Here are my thoughts. I believe the fears of a recession are overblown. There are lots of not great things going on right now certainly but we are still growing, albeit slowly. That said, I’m not particularly bullish on US equity markets right now. I’m finding a lot more things I want to short than I want to buy right now. The destruction in energy markets is having knock on effects into industrial companies such that low input prices from oil aren’t helping margins as much as would be expected.
The market is currently at a slightly expensive multiple on historically peak earnings margins. We have a period of low nominal growth, increasing regulation/compliance costs, low total factor productivity gains and heavy debt burdens. Even without a recession that situation easily sets up to see limited topline growth, increasing overhead expenses, lower earnings and lower multiples on those lower earnings. For individuals who can’t/shouldn’t short stocks in their personal accounts I would be looking to sit on some extra cash and start adding to names with depressed valuations.

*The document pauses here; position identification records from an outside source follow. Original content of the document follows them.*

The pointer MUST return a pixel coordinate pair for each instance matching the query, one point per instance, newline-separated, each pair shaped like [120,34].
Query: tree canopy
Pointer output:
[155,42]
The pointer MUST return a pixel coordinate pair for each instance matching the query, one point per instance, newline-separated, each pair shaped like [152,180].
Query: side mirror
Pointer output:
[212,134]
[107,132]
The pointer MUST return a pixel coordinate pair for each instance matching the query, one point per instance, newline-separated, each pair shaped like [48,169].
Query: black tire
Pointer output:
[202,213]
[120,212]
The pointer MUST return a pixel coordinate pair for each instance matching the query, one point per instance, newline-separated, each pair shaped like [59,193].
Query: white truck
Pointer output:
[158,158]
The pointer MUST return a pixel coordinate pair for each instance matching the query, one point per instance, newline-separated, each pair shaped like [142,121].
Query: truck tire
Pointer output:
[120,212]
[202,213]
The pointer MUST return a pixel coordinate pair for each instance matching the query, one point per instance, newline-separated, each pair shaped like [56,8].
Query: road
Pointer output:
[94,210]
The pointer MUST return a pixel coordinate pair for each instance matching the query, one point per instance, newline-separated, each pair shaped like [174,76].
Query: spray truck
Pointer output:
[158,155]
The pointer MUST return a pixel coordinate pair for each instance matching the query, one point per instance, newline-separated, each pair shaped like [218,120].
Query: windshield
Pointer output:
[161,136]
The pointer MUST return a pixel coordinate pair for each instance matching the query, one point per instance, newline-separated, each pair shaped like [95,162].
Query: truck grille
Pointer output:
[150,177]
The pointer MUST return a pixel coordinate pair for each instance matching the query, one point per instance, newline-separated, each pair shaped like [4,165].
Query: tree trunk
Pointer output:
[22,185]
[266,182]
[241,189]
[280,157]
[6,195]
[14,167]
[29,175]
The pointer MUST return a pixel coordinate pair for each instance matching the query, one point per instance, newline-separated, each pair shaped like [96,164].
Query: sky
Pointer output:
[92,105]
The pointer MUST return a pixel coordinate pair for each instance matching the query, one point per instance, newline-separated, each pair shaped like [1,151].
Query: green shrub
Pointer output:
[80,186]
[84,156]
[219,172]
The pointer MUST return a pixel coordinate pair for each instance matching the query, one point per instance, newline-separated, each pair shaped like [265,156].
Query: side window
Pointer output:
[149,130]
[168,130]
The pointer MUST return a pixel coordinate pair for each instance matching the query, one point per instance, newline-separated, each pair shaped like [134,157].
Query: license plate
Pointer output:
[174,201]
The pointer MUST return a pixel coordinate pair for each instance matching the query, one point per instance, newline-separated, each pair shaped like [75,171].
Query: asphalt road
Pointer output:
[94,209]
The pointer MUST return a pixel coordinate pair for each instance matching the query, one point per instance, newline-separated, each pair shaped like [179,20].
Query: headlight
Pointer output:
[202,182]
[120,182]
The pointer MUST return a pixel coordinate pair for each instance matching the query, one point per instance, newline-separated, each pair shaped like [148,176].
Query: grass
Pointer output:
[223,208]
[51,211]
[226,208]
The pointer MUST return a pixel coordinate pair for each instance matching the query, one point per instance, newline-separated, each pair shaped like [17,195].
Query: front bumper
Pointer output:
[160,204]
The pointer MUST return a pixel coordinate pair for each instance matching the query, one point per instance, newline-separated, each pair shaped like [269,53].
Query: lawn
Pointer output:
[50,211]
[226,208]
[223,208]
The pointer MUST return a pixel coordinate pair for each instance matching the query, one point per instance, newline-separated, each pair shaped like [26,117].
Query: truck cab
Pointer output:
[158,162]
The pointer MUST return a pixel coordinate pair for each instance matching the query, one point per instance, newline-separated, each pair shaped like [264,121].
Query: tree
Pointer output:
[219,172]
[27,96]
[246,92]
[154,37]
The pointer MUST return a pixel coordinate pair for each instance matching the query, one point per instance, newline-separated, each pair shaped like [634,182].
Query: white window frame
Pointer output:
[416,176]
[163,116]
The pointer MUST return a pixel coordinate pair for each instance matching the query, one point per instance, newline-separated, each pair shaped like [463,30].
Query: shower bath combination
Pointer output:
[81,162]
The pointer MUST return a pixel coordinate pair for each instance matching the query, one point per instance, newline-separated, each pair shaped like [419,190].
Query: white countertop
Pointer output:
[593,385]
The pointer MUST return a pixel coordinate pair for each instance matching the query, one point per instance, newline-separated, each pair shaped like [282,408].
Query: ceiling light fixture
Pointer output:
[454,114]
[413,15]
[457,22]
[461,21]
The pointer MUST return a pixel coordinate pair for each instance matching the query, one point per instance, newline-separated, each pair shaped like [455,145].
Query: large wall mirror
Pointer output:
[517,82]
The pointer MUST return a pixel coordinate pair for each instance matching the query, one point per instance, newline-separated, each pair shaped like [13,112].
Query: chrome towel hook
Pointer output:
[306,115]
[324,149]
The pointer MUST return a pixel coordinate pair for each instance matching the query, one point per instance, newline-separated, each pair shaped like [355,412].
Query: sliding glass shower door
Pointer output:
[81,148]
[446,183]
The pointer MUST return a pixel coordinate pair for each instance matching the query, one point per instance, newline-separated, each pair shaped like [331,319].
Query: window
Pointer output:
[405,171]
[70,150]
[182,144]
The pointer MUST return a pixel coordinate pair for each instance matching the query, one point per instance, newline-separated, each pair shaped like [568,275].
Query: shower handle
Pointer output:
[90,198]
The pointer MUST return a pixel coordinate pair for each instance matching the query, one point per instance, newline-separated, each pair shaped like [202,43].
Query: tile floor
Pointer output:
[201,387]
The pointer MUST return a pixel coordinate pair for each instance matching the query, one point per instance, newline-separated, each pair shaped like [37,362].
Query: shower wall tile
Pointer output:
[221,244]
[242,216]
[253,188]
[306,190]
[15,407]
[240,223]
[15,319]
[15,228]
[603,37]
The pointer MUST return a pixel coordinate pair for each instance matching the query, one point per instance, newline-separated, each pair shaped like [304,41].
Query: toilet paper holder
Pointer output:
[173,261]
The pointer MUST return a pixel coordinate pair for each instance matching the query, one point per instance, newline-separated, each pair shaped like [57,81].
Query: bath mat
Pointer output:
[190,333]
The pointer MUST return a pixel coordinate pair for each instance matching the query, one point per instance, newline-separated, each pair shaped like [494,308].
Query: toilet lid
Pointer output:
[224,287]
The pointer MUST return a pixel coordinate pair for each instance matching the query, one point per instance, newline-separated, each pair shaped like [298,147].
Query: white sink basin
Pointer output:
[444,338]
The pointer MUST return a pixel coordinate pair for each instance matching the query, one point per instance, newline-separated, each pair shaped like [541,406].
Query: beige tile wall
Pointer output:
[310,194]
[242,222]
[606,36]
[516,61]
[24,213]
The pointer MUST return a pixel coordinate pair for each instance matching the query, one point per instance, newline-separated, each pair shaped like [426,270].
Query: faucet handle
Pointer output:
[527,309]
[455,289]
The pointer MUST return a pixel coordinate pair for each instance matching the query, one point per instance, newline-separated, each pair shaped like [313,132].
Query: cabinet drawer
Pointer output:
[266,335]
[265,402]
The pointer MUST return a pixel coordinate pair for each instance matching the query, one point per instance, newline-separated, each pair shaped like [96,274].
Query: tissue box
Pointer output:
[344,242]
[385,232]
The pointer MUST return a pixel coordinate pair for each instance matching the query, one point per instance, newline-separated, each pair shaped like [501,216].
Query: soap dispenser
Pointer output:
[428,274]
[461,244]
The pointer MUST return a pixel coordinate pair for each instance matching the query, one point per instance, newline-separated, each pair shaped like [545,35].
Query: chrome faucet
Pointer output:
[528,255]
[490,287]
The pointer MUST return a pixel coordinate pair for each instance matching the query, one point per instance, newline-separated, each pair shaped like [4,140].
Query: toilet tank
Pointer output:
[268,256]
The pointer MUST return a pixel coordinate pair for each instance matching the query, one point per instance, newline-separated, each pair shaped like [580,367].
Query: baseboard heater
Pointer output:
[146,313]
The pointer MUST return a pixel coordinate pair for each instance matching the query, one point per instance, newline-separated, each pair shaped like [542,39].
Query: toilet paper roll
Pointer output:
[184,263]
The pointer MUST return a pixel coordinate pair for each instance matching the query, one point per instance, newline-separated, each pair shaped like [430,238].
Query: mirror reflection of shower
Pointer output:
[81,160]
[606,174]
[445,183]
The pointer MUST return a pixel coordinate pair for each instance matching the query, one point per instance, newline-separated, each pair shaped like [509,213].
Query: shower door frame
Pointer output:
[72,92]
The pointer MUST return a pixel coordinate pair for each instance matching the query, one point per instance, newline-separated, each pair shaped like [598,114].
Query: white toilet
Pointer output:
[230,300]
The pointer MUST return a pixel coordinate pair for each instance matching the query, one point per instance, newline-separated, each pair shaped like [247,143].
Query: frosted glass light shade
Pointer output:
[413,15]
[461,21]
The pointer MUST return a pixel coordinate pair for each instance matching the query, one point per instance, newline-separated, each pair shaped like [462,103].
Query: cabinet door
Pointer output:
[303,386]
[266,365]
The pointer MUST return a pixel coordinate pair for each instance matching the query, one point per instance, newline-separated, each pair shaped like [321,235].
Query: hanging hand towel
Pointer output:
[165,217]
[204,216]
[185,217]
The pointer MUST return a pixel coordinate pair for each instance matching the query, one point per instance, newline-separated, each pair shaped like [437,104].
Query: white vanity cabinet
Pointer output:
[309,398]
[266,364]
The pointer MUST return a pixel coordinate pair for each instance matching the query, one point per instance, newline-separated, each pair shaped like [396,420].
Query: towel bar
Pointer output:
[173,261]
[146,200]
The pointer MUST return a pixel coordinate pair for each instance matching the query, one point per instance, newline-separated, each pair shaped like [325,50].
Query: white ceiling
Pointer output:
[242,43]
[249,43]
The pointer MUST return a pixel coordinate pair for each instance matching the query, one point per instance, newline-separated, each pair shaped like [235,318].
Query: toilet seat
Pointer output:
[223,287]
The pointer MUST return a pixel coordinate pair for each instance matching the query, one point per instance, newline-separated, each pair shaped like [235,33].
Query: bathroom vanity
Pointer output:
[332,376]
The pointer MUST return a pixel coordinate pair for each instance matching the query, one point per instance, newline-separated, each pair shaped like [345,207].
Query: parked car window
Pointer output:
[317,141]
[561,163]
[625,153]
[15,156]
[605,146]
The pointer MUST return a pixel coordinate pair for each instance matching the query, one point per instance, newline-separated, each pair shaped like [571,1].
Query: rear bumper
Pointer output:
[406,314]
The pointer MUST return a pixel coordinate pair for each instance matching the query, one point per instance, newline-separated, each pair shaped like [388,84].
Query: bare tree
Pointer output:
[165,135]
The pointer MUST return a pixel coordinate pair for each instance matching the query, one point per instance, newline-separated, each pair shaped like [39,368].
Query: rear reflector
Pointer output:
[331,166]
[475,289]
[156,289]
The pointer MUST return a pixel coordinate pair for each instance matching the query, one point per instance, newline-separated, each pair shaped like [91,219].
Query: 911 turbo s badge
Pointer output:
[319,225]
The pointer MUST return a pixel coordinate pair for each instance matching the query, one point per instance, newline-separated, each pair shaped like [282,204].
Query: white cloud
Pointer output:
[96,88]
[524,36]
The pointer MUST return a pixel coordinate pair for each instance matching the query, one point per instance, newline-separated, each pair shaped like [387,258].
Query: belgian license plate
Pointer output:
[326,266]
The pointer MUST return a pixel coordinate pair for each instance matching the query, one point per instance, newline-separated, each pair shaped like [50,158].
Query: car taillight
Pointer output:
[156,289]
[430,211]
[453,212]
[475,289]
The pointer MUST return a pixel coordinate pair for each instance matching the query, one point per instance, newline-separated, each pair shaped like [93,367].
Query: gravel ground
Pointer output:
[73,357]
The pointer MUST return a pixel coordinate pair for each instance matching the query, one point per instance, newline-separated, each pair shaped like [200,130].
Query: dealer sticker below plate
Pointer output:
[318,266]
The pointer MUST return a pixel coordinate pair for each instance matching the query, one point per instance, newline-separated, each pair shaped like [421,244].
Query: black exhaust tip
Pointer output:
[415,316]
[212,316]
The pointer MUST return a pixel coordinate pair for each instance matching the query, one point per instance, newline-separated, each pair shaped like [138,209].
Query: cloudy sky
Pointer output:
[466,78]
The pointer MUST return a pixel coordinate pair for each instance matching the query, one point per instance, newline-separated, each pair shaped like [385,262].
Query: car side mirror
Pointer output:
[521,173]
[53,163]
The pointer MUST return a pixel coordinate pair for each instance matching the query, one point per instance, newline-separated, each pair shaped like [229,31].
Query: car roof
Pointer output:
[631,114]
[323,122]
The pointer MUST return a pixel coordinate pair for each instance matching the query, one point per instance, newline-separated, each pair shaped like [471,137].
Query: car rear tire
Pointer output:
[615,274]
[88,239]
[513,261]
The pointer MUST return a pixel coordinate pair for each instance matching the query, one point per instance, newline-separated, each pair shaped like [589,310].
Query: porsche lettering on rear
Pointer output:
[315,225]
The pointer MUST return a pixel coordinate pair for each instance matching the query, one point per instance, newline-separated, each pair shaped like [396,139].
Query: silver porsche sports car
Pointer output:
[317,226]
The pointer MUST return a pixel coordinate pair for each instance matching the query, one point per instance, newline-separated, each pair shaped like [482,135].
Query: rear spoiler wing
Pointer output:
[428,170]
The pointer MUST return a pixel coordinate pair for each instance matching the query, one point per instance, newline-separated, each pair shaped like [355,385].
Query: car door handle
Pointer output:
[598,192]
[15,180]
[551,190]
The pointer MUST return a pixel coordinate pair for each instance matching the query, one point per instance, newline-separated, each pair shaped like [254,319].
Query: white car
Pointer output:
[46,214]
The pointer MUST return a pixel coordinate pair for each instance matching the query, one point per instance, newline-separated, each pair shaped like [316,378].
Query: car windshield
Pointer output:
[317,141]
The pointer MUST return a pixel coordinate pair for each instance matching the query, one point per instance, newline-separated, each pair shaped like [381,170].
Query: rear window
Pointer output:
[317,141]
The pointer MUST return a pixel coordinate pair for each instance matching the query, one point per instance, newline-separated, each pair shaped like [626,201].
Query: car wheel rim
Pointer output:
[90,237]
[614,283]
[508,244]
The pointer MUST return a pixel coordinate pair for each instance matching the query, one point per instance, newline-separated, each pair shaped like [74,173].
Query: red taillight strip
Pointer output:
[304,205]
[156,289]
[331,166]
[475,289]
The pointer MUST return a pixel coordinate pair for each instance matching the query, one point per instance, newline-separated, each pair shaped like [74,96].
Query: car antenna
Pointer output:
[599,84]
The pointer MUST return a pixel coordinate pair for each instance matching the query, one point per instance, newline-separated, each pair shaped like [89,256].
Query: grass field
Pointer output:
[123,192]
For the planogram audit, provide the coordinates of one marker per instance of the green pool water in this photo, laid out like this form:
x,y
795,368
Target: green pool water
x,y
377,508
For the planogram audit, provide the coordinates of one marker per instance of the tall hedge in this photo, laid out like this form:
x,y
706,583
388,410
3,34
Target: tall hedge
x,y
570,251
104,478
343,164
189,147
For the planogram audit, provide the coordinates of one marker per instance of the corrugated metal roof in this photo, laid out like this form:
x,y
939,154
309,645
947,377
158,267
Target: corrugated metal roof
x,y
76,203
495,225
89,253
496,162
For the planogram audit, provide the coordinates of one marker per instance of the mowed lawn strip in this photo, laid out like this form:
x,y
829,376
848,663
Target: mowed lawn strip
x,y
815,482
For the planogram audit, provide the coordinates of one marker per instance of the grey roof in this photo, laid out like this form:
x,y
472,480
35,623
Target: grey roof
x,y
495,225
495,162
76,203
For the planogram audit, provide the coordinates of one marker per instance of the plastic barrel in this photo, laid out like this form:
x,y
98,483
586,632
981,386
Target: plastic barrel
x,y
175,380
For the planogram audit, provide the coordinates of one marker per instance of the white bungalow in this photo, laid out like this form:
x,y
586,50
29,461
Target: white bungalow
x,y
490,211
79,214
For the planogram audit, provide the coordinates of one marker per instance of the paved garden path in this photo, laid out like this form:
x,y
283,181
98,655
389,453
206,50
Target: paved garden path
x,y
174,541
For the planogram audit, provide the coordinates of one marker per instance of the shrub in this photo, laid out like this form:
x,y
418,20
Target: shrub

China is a potential disaster and that represents a wildcard that is hard to predict. The short metals/mining trade was a fairly obvious one but the potential fallout from a credit crisis in China is more difficult to estimate. Here is some food for thought though. Before the financial crisis the US banking system had assets equal to 100% of GDP, China today is at 340% of GDP. 10% loan losses in China would equal $3.5T in losses (prior credit cycles have had loan losses as much as 30% so 10% is conservative), losses in the US during the financial crisis totaled $650B. To combat that $650B the Fed had to expand their balance sheet by $4.2T, what is China going to have to do to recapitalize $3.5T in losses? Is it even possible?
There are my semi-coherent Friday morning ramblings as I procrastinate doing real work.